Risks & Open Questions
While the deal is massive, many details remain to be worked out. Questions include exactly how the equity stake will scale over time, how deployment costs break down (land, power, real estate, cooling, etc.), and how regulatory or geopolitical challenges could affect the build-out, especially related to antitrust or export controls.
Another risk involves competing infrastructure projects (in-house chips, other AI chip makers), and how efficient the resulting systems will be in terms of power usage, cost per model training, and so on.
Broader Context: Where This Fits in the AI Arms Race
This comes amid growing competition globally—companies and countries are racing to build both the hardware and the regulatory, ethical, and climate infrastructure to handle widespread deployment of more capable AI systems. The deal reinforces Nvidia’s role as an essential enabler for frontier AI, and is another chapter in OpenAI’s evolution from research lab into a large-scale infrastructure operator.
It also complements other major partnerships and projects (e.g. Stargate, Microsoft’s involvement) aiming to build global AI compute capacity.
FAQs (People Also Ask)
Will Nvidia’s investment give it control over OpenAI?
No. The equity Nvidia will receive is described as non-controlling, meaning Nvidia is not going to run OpenAI or dictate its research agenda.
Does this affect OpenAI’s other chip suppliers or in-house chip development?
It does not seem to block them. OpenAI is still pursuing other chip suppliers and exploring its own hardware (for example, with Broadcom and TSMC). This deal instead secures a preferred channel and supply from Nvidia while OpenAI continues diversifying.
Where will the data centers or infrastructure be located?
Most of the reporting suggests much of the build-out will occur in the United States. But details of exact locations aren’t yet public.
What is “Vera Rubin” and why is it important?
“Vera Rubin” is Nvidia’s next generation of AI hardware system, which is planned to be used in the first deployment phase of this deal. Because the first gigawatt of infrastructure will run on it, its performance, energy efficiency, reliability, and cost will heavily influence the whole project’s success.
Conclusion
This is not just another tech-investment headline. Nvidia's pledge of up to $100 billion stakes a claim in what may be the single most important resource for future AI development: reliable, massive compute capability.

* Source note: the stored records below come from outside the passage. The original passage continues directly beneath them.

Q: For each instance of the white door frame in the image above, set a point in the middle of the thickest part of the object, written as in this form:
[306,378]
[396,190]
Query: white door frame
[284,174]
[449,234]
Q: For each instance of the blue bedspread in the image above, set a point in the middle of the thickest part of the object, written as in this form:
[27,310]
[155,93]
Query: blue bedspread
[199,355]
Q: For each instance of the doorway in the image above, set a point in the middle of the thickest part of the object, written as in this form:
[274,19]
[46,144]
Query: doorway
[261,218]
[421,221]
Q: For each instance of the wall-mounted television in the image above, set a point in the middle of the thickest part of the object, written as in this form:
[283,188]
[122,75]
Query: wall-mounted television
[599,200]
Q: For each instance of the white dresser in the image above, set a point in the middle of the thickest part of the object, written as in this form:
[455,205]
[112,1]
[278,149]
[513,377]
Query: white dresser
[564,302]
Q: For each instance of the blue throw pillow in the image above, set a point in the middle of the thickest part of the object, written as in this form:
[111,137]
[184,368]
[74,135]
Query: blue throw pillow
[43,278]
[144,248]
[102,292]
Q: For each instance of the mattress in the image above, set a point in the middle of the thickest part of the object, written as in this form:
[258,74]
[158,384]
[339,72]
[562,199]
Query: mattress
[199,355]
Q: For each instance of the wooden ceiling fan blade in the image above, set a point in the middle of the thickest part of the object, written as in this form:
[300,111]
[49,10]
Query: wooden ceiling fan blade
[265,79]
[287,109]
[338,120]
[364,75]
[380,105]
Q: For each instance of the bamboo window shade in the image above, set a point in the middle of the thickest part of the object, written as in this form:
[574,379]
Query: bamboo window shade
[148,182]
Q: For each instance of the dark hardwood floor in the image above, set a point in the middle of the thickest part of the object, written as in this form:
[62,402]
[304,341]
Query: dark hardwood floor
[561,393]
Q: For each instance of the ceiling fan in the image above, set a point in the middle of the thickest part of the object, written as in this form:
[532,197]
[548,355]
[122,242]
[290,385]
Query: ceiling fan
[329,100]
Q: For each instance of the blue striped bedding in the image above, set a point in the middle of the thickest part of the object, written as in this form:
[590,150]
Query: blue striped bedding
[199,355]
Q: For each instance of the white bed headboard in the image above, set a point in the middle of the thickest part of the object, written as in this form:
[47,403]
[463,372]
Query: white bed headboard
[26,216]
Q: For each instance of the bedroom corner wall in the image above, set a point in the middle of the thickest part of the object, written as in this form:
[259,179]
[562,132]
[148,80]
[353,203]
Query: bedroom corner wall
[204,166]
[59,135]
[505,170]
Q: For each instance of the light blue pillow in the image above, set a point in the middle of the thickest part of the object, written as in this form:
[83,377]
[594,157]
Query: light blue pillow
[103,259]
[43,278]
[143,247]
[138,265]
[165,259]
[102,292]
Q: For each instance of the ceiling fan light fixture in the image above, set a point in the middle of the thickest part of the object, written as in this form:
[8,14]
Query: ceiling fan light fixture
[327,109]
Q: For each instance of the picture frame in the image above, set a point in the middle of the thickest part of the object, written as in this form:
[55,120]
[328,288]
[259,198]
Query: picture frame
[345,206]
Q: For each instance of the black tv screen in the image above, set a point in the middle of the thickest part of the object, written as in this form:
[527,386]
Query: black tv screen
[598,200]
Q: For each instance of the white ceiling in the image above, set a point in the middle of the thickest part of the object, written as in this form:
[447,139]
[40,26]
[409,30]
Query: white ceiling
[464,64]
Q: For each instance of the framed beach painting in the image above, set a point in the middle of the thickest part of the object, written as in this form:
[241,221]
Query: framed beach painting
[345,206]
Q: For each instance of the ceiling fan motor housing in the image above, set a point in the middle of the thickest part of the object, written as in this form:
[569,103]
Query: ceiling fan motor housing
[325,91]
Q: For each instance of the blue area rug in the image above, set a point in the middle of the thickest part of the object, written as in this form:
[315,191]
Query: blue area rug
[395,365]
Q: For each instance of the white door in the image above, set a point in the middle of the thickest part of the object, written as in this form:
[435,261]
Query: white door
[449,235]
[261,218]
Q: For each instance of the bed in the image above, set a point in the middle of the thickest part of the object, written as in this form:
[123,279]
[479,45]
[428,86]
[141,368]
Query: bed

By locking in both capital and chip supply, Nvidia and OpenAI are positioning themselves at the core of the next wave of AI breakthroughs—but with that comes real risk: enormous cost, regulatory scrutiny, the engineering challenge of building data centers at scale, and the need to deliver value that matches expectations. If this deal succeeds, it could set the blueprint for how AI infrastructure is financed and built globally. If it falters, it may show just how difficult it is to turn massive ambitions into operational reality.